Otitis Externa (Swimmer’s Ear)

Ear infections are a common problem among people of all ages and are seen very frequently in an ENT practice. There are three main categories of ear infections: the outer ear, middle ear, and inner ear infections. Outer and middle ear infections are far more common and result in countless trips to the doctor’s office every year.

An outer ear infection, or Otitis Externa, is defined as an infection of the ear canal as opposed to an infection of the middle ear on the other side of the eardrum. A common slang term for this type of infection is “swimmer’s ear” given the increased risk of an outer ear infection with exposure to water. It is a very common infection occurring in about 4 of every 1,000 people annually. The main risk factors for acquiring an external ear infection are water exposure in the ear canal and scratching of the canal with q-tips or other objects placed in the ear canal. Given its association with water exposure and swimming, it is more common in the summer months but can occur at any time. The most striking symptom is generally ear pain that can be quite severe. Other symptoms include itching, drainage from the ear, and hearing loss. It is usually not possible to tell the difference between an outer and middle ear infection based on symptoms because the symptoms are very similar for both types of ear infection. The only reliable way to make the diagnosis is by examining the ear canal. The majority of external ear infections are caused by bacteria including Pseudomonas, Staph, and Strep. A smaller number of cases are caused by fungus.

Once Otitis Externa is diagnosed by a Primary Care Physician, it is treated with antibiotic eardrops rather than oral antibiotics. Placing the antibiotic drops directly into the ear canal much more effectively eliminates the infection. Adding a topical steroid to the antibiotic drop will often result in a speedier recovery. The ear pain is usually treated with Tylenol and/or Ibuprofen. However, occasionally the pain can be so severe as to require narcotic pain medication. It is also important to avoid further water exposure to the affected ear since that will likely prolong the infection. Generally, outer ear infections improve within 2 or 3 days after starting the eardrops.

Occasionally, these infections will persist despite the drops. In this situation, a referral to an ENT physician is necessary to address these more severe cases. One thing that can be offered by an ENT physician is a thorough cleaning of the ear canal.
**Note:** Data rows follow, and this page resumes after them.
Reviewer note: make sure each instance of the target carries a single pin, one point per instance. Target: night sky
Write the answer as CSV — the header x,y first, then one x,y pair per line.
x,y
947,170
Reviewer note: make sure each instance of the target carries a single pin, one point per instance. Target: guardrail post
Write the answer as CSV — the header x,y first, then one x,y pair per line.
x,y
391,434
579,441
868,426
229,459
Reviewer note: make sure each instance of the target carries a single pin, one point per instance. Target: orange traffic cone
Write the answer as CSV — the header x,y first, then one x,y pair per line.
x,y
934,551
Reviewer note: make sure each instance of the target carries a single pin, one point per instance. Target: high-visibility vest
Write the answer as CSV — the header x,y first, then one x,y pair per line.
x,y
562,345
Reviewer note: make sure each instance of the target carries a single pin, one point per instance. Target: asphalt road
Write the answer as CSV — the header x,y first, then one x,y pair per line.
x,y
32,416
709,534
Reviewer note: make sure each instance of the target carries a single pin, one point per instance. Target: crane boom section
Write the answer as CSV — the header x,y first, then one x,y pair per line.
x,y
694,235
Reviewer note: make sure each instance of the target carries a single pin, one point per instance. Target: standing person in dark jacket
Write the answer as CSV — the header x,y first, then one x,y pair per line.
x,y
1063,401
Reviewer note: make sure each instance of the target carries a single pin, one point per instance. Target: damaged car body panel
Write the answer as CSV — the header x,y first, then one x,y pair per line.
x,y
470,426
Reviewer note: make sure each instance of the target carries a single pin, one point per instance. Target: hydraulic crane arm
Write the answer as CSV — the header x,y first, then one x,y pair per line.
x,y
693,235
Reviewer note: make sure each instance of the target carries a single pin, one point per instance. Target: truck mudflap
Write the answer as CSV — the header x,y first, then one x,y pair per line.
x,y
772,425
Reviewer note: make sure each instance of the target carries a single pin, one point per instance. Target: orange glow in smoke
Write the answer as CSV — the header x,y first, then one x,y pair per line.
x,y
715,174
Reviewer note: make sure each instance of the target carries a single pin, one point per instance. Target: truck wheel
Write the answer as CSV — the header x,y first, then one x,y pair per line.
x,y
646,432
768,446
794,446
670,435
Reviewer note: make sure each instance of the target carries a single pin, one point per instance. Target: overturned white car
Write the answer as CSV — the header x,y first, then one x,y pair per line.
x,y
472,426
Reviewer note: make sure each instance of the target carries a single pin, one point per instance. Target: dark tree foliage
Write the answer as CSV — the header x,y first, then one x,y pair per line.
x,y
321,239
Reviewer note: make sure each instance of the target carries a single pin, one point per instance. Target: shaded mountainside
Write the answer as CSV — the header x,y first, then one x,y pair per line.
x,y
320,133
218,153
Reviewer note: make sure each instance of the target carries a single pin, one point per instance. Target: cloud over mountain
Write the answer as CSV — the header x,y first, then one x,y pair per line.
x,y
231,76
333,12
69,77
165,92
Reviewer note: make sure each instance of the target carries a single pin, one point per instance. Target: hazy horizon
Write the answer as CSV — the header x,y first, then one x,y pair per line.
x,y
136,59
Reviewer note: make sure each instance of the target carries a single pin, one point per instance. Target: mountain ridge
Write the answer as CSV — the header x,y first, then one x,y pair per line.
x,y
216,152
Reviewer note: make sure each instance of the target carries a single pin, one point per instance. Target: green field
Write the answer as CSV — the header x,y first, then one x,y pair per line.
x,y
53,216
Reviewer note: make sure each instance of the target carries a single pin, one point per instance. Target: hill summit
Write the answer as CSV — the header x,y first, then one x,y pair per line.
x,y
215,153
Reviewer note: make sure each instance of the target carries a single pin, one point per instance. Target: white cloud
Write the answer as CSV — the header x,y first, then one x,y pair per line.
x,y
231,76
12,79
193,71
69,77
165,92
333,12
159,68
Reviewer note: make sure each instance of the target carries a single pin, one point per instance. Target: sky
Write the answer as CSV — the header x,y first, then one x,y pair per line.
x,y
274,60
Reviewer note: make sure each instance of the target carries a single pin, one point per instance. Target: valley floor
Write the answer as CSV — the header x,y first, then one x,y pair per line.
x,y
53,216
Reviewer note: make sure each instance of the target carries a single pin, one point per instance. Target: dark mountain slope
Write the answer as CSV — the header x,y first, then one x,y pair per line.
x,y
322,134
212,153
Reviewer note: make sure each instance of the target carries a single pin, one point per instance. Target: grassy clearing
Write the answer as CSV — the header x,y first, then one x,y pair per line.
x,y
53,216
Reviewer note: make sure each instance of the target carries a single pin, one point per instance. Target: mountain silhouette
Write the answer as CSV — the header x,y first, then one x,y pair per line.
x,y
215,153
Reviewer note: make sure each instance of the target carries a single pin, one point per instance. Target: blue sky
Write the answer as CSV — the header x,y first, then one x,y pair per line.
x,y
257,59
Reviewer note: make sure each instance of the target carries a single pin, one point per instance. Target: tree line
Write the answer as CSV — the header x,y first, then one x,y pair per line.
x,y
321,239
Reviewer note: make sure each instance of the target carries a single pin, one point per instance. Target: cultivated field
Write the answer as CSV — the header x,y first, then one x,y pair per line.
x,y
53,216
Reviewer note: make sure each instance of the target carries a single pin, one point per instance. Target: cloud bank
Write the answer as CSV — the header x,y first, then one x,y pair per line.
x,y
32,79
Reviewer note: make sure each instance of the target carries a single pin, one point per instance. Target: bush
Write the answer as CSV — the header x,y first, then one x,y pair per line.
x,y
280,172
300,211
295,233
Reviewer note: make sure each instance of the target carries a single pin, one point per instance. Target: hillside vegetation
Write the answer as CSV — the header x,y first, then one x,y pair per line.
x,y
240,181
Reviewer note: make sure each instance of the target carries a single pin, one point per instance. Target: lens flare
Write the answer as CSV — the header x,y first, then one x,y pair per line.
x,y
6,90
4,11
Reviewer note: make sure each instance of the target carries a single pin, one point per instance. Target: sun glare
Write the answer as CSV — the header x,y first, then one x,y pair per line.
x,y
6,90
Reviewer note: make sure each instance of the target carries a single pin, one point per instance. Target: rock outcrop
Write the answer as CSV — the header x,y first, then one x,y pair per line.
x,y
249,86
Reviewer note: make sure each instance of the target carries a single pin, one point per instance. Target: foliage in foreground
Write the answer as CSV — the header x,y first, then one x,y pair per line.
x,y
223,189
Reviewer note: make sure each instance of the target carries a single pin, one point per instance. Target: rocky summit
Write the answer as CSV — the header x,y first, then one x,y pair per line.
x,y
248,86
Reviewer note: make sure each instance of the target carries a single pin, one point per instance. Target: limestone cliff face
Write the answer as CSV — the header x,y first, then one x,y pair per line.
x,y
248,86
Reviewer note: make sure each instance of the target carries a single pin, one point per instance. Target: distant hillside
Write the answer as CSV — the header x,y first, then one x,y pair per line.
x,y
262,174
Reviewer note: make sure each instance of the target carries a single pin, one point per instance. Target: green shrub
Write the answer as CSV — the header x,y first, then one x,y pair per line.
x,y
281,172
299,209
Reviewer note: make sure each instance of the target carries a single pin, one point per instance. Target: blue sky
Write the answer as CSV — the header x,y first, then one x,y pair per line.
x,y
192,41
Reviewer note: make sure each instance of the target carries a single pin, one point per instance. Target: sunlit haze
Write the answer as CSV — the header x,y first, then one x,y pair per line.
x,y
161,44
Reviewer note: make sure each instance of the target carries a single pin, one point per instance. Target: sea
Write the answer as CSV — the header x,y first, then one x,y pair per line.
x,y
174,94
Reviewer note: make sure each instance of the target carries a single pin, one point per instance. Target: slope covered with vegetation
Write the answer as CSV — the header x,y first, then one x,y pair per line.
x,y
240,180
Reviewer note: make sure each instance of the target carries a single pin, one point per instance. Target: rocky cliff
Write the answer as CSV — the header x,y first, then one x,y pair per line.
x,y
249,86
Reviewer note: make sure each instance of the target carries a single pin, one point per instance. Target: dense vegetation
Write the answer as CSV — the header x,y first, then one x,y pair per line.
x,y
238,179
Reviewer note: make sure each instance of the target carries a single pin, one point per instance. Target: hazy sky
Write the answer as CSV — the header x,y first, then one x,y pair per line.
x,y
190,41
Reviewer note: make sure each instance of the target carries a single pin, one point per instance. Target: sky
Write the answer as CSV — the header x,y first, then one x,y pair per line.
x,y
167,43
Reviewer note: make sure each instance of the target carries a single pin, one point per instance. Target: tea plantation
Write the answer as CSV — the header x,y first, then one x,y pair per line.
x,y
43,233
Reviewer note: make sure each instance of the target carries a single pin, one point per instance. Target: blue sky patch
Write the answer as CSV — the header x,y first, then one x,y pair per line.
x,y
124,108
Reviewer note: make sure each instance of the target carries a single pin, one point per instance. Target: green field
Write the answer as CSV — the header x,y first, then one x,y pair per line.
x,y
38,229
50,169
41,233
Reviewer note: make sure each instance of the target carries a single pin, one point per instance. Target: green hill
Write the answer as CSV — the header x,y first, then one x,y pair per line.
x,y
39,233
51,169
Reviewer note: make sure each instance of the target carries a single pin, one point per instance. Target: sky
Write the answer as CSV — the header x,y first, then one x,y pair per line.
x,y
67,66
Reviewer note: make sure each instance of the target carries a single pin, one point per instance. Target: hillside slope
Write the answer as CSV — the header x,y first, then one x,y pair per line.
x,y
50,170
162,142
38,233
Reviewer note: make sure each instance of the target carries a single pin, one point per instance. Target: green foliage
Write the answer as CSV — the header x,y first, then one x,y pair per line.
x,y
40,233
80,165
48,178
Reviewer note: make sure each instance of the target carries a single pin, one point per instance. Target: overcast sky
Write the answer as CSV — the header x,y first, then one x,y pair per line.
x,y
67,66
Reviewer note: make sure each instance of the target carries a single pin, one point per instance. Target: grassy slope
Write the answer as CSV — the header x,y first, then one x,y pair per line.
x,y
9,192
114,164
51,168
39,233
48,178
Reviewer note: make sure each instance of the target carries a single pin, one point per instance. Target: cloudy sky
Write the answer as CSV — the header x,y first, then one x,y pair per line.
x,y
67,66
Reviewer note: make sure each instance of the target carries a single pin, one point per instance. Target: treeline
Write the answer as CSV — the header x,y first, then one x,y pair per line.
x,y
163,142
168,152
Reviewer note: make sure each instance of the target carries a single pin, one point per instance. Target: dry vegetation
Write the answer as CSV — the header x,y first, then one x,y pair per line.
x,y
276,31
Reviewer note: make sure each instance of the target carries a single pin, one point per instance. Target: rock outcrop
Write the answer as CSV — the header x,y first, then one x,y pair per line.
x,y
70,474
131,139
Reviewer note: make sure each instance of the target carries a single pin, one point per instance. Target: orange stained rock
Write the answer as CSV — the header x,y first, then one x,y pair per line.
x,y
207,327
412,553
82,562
Sometimes the simple act of removing all the debris is all that is needed to allow the prescribed eardrops to be successful. The most severe infections can result in swelling of the ear canal so that the eardrops will not reach the entire canal. In this case, an ENT doctor may place a cotton “wick” in the ear canal for a few days to allow the antibiotic drop to get to where it needs to cure the infection. A culture of the drainage may also be helpful if a resistant bacteria is suspected. Another valuable tool is using a microscope to examine the ear. The microscope can reveal evidence of a fungal infection or more serious problems. Since many resistant outer ear infections are caused by fungal organisms that do not respond to the “normal” antibiotics, it is critical to identify fungal disease so that appropriate antifungal drops can be prescribed.

Most outer ear infections respond well to treatment, but rare complications can occur. The infection can potentially spread to the soft tissues of the face and neck, which requires oral or even IV antibiotics. In patients with diabetes or a compromised immune system, the infections can become aggressive and invade the bone of the skull and ear. This is a very infrequent occurrence but needs to be managed with an emergent surgical procedure.

“How can I avoid getting swimmer’s ear?” is a common question in any ENT practice. The answer is to keep your ears as dry as possible and to avoid manipulation with anything smaller than your elbow (Just like your Mom used to tell you!). Drying your ears with a hairdryer after swimming can be helpful. For those people that continue to have problems, placing a mixture of rubbing alcohol and white vinegar in the ear canal after swimming can minimize the chance of ear canal infection.